On this daf, we find that the sin of middos, improper measurements when weighing out merchandise, is worse than the sins of licentiousness.
The Chofetz Chaim was unusually scrupulous to ensure that his weights and measures were always exact. Despite his zealous care not to waste a moment unnecessarily, adjusting his scales was the one business need that took him out of the bais medrash every weekday without fail. Each day, he would close his Gemara to visit his store and check that the weights and measures were correct. He would never rely on his having checked them the day before, since he saw it as his holy duty to be absolutely certain that he was not cheating anyone.
Reb Yosef, a student of the Chofetz Chaim and the ironmonger of Radin, recounted an amazing story that demonstrates the care that his rebbi took in this area: “The Chofetz Chaim gave me the honor of making his weights for him and replacing them when they wore out, but he would not allow me to make the marks signifying the exact position of each weight. This task he left to himself. If I had not seen how he dealt with those weights, I would never have believed it.
“It took him hours to make one siman on a weight. In order to ensure that the weight was exactly correct, he would spend hours before he was finally satisfied that it could be used.”

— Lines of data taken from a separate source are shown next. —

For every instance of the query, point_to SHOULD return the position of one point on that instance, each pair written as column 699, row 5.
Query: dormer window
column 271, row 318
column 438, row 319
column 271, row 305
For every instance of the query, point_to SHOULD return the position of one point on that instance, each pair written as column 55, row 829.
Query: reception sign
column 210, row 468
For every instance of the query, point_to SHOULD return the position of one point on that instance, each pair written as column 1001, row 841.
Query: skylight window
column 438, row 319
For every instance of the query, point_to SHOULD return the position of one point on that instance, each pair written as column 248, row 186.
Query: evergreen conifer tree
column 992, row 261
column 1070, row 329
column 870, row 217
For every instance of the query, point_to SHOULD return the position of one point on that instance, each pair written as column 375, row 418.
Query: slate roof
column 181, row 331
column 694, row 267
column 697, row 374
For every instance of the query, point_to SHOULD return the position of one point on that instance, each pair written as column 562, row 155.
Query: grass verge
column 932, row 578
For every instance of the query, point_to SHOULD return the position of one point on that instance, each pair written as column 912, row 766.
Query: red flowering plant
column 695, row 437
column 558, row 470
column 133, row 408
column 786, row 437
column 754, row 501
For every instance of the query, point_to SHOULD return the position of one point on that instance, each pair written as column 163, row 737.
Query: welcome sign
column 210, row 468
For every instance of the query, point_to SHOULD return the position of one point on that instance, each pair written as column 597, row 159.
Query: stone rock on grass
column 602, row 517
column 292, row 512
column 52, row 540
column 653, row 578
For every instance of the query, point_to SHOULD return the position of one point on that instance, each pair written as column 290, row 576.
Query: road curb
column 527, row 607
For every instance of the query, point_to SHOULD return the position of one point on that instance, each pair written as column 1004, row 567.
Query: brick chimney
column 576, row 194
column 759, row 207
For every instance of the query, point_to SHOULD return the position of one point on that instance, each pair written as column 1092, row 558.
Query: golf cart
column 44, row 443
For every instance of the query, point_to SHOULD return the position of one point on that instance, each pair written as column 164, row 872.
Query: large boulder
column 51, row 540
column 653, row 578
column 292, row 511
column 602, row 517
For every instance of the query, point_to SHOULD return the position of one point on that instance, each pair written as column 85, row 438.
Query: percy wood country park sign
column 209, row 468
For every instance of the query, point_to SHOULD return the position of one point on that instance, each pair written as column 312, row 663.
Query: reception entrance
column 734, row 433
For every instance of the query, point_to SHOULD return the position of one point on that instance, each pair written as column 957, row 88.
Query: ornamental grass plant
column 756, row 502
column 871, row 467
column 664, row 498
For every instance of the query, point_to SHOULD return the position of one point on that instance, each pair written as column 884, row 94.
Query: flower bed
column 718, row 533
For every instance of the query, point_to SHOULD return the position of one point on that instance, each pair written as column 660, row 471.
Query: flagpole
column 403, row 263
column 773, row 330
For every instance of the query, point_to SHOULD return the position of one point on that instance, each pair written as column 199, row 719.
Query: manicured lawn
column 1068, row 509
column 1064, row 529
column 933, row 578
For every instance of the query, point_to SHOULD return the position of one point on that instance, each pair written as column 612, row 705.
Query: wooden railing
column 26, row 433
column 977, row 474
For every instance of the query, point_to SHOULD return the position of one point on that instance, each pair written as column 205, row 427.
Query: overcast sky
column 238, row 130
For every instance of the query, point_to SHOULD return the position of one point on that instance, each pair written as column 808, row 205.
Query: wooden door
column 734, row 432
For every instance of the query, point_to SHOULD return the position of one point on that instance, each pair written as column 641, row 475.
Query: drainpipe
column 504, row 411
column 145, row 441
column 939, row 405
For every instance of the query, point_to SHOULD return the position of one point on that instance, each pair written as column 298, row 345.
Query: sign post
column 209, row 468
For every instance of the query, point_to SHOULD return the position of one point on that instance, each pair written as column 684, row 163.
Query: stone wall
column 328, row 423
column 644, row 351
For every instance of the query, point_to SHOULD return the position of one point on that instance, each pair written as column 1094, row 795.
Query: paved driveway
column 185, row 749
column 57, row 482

“It is well known that I was a very poor man in those years,” Reb Yosef continued. “But I tell you now that I would not have agreed to mark those weights with the scrupulous care of the Chofetz Chaim if he had paid me twenty-five ruble an hour! Even for what was a veritable fortune for me, I would never have been able to replicate the intense focus that the Chofetz Chaim put into what otherwise would have been a simple task, with a much less honest result” (HaChofetz Chaim Chayov Upo’olov; Hatzaddik Rebbi Shlomo).